You may find this article useful, if you are having issue when using multiple VoIP phones on the same network that’s connecting to an external PBX or VoIP server.
Most IP Phones have the local SIP port set at 5060 which is fine and will work perfectly fine most of the times, but you may run into an issuewith some routers which cannot properly route the traffic correctly when using several phones at the same time. The solution is to change the local SIP port, so that each phone uses a unique port number.
Using non-default local ports in your phone settings can avoid many of the most commonly encountered router and firewall related problems.
For two or more SIP terminals (VoIP phones) to function reliably behind the same router, each SIP Terminal should use different local UDP ports.
Default settings for most VoIP phones
- Listen SIP Port: 5060
- Listen RTP Port: 5004
So above in normally the default port configuration for most VoIP phones and i highly recommend that you change that to something else.
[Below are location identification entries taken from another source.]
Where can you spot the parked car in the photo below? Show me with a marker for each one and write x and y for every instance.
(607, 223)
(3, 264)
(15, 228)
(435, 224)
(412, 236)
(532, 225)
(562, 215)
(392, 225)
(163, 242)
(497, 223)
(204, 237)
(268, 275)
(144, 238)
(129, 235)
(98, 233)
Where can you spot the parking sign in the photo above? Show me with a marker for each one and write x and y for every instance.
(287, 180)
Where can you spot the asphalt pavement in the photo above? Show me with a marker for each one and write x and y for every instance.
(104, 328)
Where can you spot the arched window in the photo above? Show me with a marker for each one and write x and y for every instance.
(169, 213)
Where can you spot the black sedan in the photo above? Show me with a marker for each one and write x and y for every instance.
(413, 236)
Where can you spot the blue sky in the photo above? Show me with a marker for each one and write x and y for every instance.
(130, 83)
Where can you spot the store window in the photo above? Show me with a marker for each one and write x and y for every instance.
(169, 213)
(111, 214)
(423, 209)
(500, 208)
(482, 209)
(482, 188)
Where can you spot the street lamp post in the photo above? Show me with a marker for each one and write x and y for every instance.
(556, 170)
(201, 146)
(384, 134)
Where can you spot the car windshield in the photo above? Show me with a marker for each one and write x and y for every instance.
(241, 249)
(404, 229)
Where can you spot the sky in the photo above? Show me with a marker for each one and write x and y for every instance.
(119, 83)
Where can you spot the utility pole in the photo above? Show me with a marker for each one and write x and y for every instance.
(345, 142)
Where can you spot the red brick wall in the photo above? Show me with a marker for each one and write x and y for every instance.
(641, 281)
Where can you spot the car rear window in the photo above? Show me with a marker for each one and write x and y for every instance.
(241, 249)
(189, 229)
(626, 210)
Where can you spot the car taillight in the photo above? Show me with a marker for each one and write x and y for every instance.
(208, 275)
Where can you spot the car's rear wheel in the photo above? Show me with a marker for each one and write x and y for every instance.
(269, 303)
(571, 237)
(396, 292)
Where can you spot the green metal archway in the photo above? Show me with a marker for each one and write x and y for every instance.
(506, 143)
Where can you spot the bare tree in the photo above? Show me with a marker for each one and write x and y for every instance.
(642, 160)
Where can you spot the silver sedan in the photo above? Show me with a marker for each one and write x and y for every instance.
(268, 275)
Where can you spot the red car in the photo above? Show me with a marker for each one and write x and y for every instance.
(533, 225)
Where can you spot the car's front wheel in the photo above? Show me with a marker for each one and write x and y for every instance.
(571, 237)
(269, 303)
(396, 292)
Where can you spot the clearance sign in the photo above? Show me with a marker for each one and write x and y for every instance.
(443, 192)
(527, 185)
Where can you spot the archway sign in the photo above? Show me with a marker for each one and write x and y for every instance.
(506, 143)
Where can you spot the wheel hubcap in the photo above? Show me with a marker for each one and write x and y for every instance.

Below are some examples of some other ports that you can use and you can just continue following that pattern, for all the other phones that you have.
Recommended settings for FIRST VoIP phone
- Listen SIP Port: 50160
- Listen RTP Port: 50104
Recommended settings for SECOND VoIP phone
- Listen SIP Port: 50260
- Listen RTP Port: 50204
Recommended settings for THIRD VoIP phone
- Listen SIP Port: 50360
- Listen RTP Port: 50304
If your SIP device requires Start/Min or End/Max port values for RTP traffic, then you can just put a range similar to the pattern below.
- Listen RTP Ports: 50104 - 50114
- Listen RTP Ports: 50204 - 50214
- Listen RTP Ports: 50304 - 50314
The Local SIP Port is sometimes called the ‘SIP Signalling Port‘ or ‘Listen SIP Port‘.
The Local RTP Ports may be called the ‘Audio‘ or ‘Media‘ ports.
By changing the local SIP ports, this should resolve the issues you are probably facing with constant deregistration or unable to register in the first place.